The head of Moderna isn’t mincing words about the potential threat. Scientists know from studying previous variants which mutations on the spike protein are associated with evading immunity. Omicron has all of them and then some:

“This is the highest level of alert we’ve ever been on, by far,” since devising the initial batch of vaccines last year, said Stephen Hoge, Moderna’s president. “What’s most scary about this virus is it’s managed to put all of its greatest hits into one [omicron] variant, and then has added maybe 10 mutations that we don’t even know what to think of yet.”…

The first data on omicron “scared the heck out of us, because it was like a Frankenstein mixture of the greatest hits,” said Hoge, Moderna’s president. The company on Friday announced a three-part strategy to combat the new variant, including work on targeted booster shots. “The world is primed to fight this thing again,” Hoge said.

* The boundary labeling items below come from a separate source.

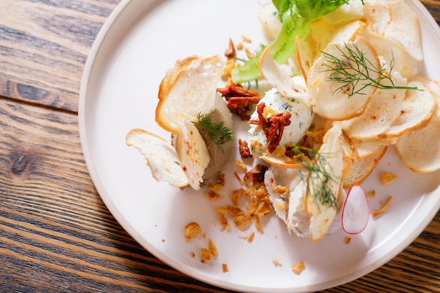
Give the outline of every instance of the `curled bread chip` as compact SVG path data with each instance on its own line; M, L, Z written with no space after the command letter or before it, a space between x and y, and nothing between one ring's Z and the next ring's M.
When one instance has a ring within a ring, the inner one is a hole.
M437 108L428 124L398 138L397 151L402 161L415 172L427 173L440 169L440 84L426 79L437 99Z
M440 117L433 117L427 126L409 131L396 143L406 167L414 172L427 173L440 169Z
M387 145L379 146L373 152L354 161L342 181L344 188L349 188L354 185L362 183L377 166L387 148Z
M323 16L330 23L340 23L358 20L363 16L364 4L358 0L349 0L347 4Z
M383 37L391 22L390 8L379 1L365 2L363 6L363 16L368 30Z
M359 36L368 40L384 63L389 67L392 64L393 72L398 72L408 80L417 74L420 60L408 54L399 41L389 37L380 37L368 30L361 31Z
M408 86L418 90L406 90L400 115L381 138L399 137L406 132L425 127L437 108L437 99L422 78L410 82Z
M271 46L268 46L261 53L259 61L259 70L261 76L272 86L276 88L280 95L286 98L293 98L310 105L310 97L304 79L296 79L296 82L289 76L287 70L281 67L272 57Z
M209 150L194 124L180 120L177 136L177 152L183 172L188 176L190 185L195 190L200 188L203 174L211 157Z
M306 81L310 67L322 51L330 44L343 46L347 41L354 41L364 27L365 23L358 20L337 24L322 19L314 21L306 39L296 39L297 62Z
M393 72L392 79L395 86L405 86L408 82L399 72ZM385 85L391 85L389 80L383 80ZM351 138L377 138L386 132L399 115L405 98L405 90L400 89L375 91L365 111L351 119L335 122Z
M126 143L138 149L145 157L153 176L173 186L185 187L189 181L180 164L176 149L164 139L143 129L131 129ZM152 152L152 150L155 150Z
M271 40L275 39L283 25L272 2L268 2L261 6L258 13L258 19L268 38Z
M329 45L325 51L328 55L321 55L310 69L307 86L313 111L325 119L344 120L359 116L365 110L371 96L376 90L374 86L364 86L361 83L358 83L354 89L339 90L343 84L337 81L330 80L333 73L332 70L329 70L329 66L333 65L328 63L328 56L332 56L342 62L347 62L344 56L349 55L349 48L357 50L356 46L376 68L380 67L374 48L365 39L358 37L354 42L347 41L344 46ZM360 71L367 74L365 69L360 69ZM378 73L370 72L370 77L373 80L376 79ZM348 91L355 93L349 96Z
M422 40L417 15L403 0L387 3L391 11L391 21L384 36L399 41L415 60L422 60Z
M182 119L195 121L198 114L212 112L224 66L224 60L218 56L190 56L178 60L167 72L159 87L157 124L176 133Z
M358 154L357 159L368 157L384 146L394 145L396 143L396 141L397 141L397 138L351 139L352 145ZM354 161L356 159L354 159Z

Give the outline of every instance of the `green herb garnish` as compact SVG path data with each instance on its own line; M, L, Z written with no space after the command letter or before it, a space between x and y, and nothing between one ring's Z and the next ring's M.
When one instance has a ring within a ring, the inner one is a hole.
M363 4L363 0L361 1ZM278 64L283 64L295 53L297 37L305 39L313 21L348 4L349 0L272 0L272 2L282 26L271 44L271 53ZM232 80L235 84L261 78L258 65L263 48L260 46L254 58L234 68Z
M353 47L351 48L345 44L346 52L343 48L337 46L336 48L342 53L341 58L337 58L327 52L322 52L326 61L324 65L328 67L323 72L330 72L328 80L341 84L341 86L335 90L333 94L342 91L348 94L349 98L350 98L355 94L365 94L361 91L368 86L382 89L418 90L417 86L394 85L391 78L392 71L394 67L394 57L389 63L389 70L387 72L383 65L377 68L365 57L364 53L359 49L356 44L353 44ZM373 78L371 77L372 73L377 73L379 76L377 78ZM387 85L384 83L387 81L391 85Z
M213 123L211 117L206 114L198 113L197 121L193 122L196 125L205 127L208 130L209 140L217 145L222 145L232 141L232 130L229 127L224 126L223 121Z
M299 145L294 145L292 151L296 163L306 170L306 172L299 170L299 173L301 180L307 184L307 194L312 196L315 202L336 209L337 197L329 186L336 178L325 169L328 165L326 157L331 155L324 155L313 149Z

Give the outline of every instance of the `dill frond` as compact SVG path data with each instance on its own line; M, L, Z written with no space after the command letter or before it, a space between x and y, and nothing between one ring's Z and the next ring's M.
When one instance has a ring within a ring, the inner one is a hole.
M216 145L220 145L233 139L232 129L224 126L223 121L214 123L211 117L206 114L198 113L197 121L193 122L196 125L200 125L208 130L209 140Z
M329 186L336 178L325 169L328 164L326 156L331 155L324 155L315 150L299 145L294 145L292 151L297 163L306 171L299 173L301 180L307 184L307 194L321 204L336 209L337 196L333 194Z
M325 57L326 63L324 63L324 65L328 68L323 70L323 72L330 72L328 79L330 82L337 82L341 84L341 86L335 90L333 94L343 91L348 94L349 98L351 98L356 94L365 94L362 93L362 91L368 86L382 89L398 89L421 91L417 86L394 85L391 78L391 73L394 66L394 56L390 61L389 71L387 72L384 65L377 68L365 57L364 53L356 44L353 44L353 48L344 44L345 50L338 46L336 46L336 48L342 53L340 58L327 52L321 52ZM371 77L372 73L377 73L379 76L375 79ZM389 82L391 85L385 84L384 81Z

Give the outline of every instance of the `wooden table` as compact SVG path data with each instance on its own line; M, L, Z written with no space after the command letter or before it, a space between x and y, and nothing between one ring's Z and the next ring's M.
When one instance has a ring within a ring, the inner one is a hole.
M0 292L227 292L143 249L109 213L87 171L80 80L119 2L0 1ZM422 2L440 23L440 1ZM439 233L437 213L391 261L325 292L439 292Z

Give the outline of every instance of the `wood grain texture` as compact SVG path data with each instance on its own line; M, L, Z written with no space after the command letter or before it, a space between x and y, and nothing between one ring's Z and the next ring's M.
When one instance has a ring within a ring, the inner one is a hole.
M84 63L119 0L1 0L0 95L76 112Z
M93 41L119 2L0 1L0 292L229 292L142 248L89 175L76 114L79 84ZM422 2L440 24L440 1ZM387 263L322 292L439 288L440 212Z

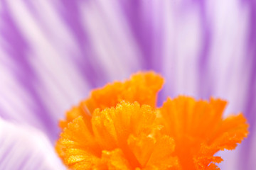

Omicron’s spike is so radically different from previous incarnations of the virus that even the pros don’t have a sense of what they’re dealing with yet. What they’re able to infer isn’t promising, though: “Many of the changes in spike are around the receptor binding domain, the part of the protein that makes contact with the human cell. ‘That is very troubling,’ Farrar says. Structural biology mapping last year showed that some of these changes made the virus bind to the receptor much better.”

Still, there remains a real possibility that the variant will turn out to be more of a “scariant,” a new twist on the virus that seems ominous at first blush because of its mutations but then proves to be nothing special relative to Delta in practice. This is encouraging:

[T]he rising frequency could still be due in part to chance. In San Diego, a series of superspreading events at a university resulted in an explosion of one particular strain of SARS-CoV-2 earlier this year, Andersen says: “It was thousands of cases and they were all the same virus.” But the virus wasn’t notably more infectious. South Africa has seen relatively few cases recently, so a series of superspreading events could have led to the rapid increase of Omicron. “I suspect that a lot of that signal is explained by that and I desperately hope so,” Andersen says. Based on a comparison of different Omicron genomes, Andersen estimates that the virus emerged sometime around late September or early October, which suggests it might be spreading more slowly than it appears to have.

Cases in South Africa have risen rapidly this week but one health official said yesterday that there’s been no uptick in hospitalizations. If Omicron really is so hyper-contagious that it’s able to out-compete Delta, it seems strange that it took two months to generate a major outbreak and still hasn’t produced a spike in people needing emergency care. Maybe that’s just a byproduct of the variant spreading mainly among younger people so far, as they’re always less likely to need hospital care from COVID. But it could also be that Omicron is less virulent than Delta, which would be wonderful news.

I’ll leave you with Moderna’s Chief Medical Officer, who told the BBC yesterday that his company began mobilizing against Omicron on Thanksgiving morning and believes it can have a new vaccine tailored to the variant on the market in early 2022. Americans obviously aren’t going to put up with a long lockdown but I wonder if they’d tolerate a short one — say, if there’s a major outbreak of Omicron this winter just a few weeks before the new jabs are expected to reach pharmacies. There’d be no justification for a lockdown once the vaccine is available but many (most?) people might be willing to hunker down at home for a month or so to ride out the wave while waiting for the new shot to be made available.